Satawali  is a census town in Lanja-Taluka  Ratnagiri district in the Indian state of Maharashtra.

Satavali is a village about 12 miles up the Muchkundi Creek, surrounded, though not shut in, by high hills. It is a very beautiful village situated 19 km away from Bombay-Goa highway. The village is in a valley with a river called Muchkundi.
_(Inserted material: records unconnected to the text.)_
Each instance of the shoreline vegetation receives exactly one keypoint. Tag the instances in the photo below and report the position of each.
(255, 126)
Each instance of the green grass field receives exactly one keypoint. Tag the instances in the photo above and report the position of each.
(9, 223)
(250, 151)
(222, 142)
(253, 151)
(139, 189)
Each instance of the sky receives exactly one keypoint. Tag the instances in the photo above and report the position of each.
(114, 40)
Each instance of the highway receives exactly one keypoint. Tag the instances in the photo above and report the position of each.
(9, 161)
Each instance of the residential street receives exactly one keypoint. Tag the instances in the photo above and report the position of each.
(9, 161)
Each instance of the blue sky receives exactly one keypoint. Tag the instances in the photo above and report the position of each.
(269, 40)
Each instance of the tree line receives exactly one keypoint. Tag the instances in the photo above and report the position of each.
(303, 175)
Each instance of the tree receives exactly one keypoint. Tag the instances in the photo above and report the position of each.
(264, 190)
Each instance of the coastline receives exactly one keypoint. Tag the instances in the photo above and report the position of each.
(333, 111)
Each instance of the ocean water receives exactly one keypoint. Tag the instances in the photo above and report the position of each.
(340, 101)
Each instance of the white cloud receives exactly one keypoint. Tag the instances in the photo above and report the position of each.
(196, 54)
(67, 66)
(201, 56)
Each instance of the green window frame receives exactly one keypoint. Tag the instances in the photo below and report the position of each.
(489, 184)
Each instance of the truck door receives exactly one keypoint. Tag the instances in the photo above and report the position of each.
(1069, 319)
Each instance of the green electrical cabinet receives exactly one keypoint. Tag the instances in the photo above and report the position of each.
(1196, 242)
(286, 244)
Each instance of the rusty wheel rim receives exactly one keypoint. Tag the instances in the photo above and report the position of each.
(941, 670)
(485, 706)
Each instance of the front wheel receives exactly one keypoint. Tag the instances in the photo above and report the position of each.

The speciality of the village is its unity of Hindu-Muslim religions.

The main income sources are mango trees and rice farming. Due to the river it is not surprising to see some fish hunters at the bank of Muchkundi.
three Marathi, One Urdu schools and a high school & junior college are the education sources and are expert enough to provide good future to its students.

There are old paved roads and Musalman remains. [Nairne's Konkan, 33] Close to the river is a small fort with six bastions and about a fifth of an acre in area. There is a village panchayat at Satavali

Nearby cities: Lanja, Rajapur and Ratnagiri

Geography
Satawali is located at coordinates:   16°45'53"N   73°27'22"  It has an average elevation of 166 metres (544 feet).

The village is in Taluka Lanja - Ratnagiri district.  The national highway popularly known as Mumbai-Goa Highway passes through it. Nearest rail head is Adivali on Konkan Railway which is about 35 km away.

History
From the time of the Peshva up to 1 August 1879, Satwali was made a sub-division.

Demographics
Population is more than 12000.

Institutions
Satwali village Village has branches of Bank of India, (est.1969), Ratnagiri District Central Bank. There is a ZP Hospital and a 4 ST Bus Stand.

Climate
The temperatures are often below 10 °C in winters.  In summer temperatures jump up to 40 °C.